Business owners need to be cognizant of their business in owning or using a vehicle. There may be personal use of that vehicle and it can be included as taxable income on the employees’ W-2.
How do we qualify the vehicle as a business expense?
First, it will qualify as a business-used vehicle if it is an ordinary or necessary expense. Ordinary means that the expense is common in your work or line of business. Necessary means that the expense is helpful in your business operations but may not be fundamentally essential.
In what common situations are the vehicles used for business?
- Employees working in the job site, offices, or business location. If the employee is commuting from his home to his job site, it is considered a personal expense. The cost of commuting from the employee’s home to his or her regular place of work, such as an office, and vice versa is considered a personal expense.
- Employees who work from home. The employee can use all mileage in going to business sites (may it be permanent or temporary sites) and the employer’s location as business miles.
- Employees with no permanent place of business or no office. For those with no place of business and whose home does not qualify as their place of business under IRS guidelines, miles are considered a personal expense.
- Employees who take the business vehicle home for safekeeping. There needs to be a written agreement that the vehicle prohibits any personal use other than commuting from home to the workplace or job site and vice versa.
Computing the Value of Personal Use of a Company Vehicle
There are different ways to determine the value of the vehicle’s personal use considering it an employee’s fringe benefit.
- Commuting valuation – Determine the value of a vehicle by multiplying each one-way commute by $1.50, based on the Employer’s Tax Guide to Fringe Benefits.
- General valuation. This is the price that the employee would pay to lease the vehicle for the same length of time in the same location.
- Cents-Per-Mile Rule. The cents-per-mile method is used if the employer expects the vehicle to be regularly used by employees in their trade or line of business in a year. In using the cents-per-mile rule, it must be considered as a personal use on the first day it has been used.
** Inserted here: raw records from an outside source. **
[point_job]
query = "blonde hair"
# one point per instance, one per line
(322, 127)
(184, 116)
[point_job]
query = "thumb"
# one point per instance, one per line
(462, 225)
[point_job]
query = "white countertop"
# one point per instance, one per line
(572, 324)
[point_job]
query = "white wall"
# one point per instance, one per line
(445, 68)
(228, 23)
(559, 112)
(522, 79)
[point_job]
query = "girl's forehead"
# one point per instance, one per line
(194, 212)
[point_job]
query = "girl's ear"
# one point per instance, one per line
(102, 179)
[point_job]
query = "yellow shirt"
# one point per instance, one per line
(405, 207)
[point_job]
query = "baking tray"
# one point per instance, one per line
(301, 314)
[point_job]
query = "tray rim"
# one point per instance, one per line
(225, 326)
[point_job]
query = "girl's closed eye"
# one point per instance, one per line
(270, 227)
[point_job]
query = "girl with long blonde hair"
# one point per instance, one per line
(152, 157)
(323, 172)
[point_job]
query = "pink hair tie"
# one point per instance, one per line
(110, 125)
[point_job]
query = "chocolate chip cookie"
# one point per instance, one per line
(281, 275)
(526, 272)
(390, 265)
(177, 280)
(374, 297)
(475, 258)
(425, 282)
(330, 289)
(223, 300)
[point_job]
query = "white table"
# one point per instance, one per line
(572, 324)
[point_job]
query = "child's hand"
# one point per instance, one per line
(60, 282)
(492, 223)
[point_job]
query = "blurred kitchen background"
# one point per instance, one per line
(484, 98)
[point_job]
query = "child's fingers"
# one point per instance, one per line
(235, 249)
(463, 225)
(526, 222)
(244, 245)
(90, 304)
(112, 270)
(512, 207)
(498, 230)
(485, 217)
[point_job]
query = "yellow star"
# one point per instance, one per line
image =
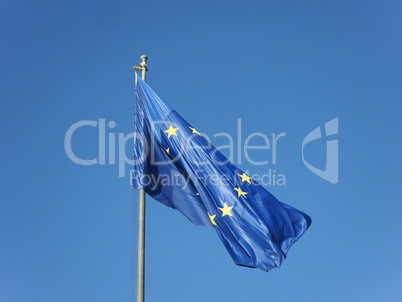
(195, 131)
(240, 192)
(171, 131)
(226, 210)
(212, 217)
(244, 177)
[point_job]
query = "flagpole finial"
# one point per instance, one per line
(143, 66)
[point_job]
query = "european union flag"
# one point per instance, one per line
(178, 167)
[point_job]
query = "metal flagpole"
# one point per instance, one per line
(141, 215)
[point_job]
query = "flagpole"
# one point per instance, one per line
(141, 216)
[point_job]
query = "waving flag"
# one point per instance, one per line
(178, 167)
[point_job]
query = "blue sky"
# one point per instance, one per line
(280, 66)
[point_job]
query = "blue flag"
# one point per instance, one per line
(178, 167)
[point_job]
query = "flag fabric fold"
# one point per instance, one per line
(178, 167)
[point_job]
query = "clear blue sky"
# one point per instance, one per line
(280, 66)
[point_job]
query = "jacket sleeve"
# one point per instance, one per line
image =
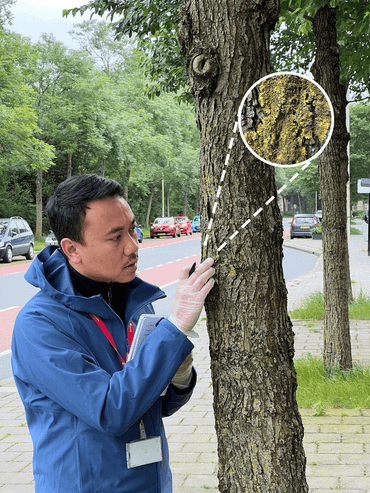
(59, 367)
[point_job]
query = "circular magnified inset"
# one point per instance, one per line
(286, 119)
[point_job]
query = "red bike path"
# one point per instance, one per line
(159, 275)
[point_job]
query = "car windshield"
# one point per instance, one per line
(304, 220)
(3, 226)
(163, 220)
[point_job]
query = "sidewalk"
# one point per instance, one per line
(337, 444)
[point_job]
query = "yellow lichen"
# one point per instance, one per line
(296, 111)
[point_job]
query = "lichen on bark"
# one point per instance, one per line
(293, 119)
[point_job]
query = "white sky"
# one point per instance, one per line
(34, 17)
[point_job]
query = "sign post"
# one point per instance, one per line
(363, 186)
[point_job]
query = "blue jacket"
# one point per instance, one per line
(81, 406)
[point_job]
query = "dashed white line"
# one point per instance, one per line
(257, 212)
(293, 177)
(233, 236)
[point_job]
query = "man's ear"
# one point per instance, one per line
(71, 250)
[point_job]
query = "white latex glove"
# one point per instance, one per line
(190, 295)
(182, 377)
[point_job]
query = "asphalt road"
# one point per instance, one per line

If the requirements for the cents-per-mile method are met, then the employee’s taxable amount for the personal use of an employer-provided vehicle could be calculated by multiplying the standard mileage rate according to the IRS standard mileage rate.
- Average Lease Value Rule. This is considered if the employer provides a vehicle to an employee for a whole year, then the value of the benefit can be included in the employee’s income as the Annual Lease Value (ALV). This benefit is calculated by first determining the Fair Market Value of the vehicle as of the first day that the vehicle is made available to the employee. The FMV can be determined through reliable automobile pricing sources. As soon as the FMV is determined, the employer can now use the ALV table based on the FMV.
What are the options for employers to be able to plan ahead?
- Have a form where the employee acknowledges that they are not permitted to use that vehicle for personal use. It can be in the form of a Company Vehicle Usage Policy which may include the following examples:
- Employees may not drive any business vehicles without prior approval of the employer or his authorized representative;
- Employees who need transportation in to be able to do their normal work may be assigned a company vehicle for their use;
- Employees who drive a vehicle on company business must meet the driving requirements and exercise due diligence to drive safely and maintain the security of the vehicle and its passengers or contents;
- Employee acknowledges that they can only use it for commuting purposes;
- Non-employees and non-official passengers like family and friends are prohibited from using company vehicles;
- Or other clauses or rules which define the usage of the business vehicle.
- If the employee is allowed to use the vehicle for a substantial amount of personal use, keep all records as the value needs to be calculated into the employee’s W-2.
It is highly important that both employees and employers keep adequate records of their business and personal use. Those businesses or employers who provide vehicles to their employers must maintain mileage logs and other documentation if they wish to include the value of their personal use in their employee’s W-2s. These records can also be useful in taking deductions related to business use and personal returns.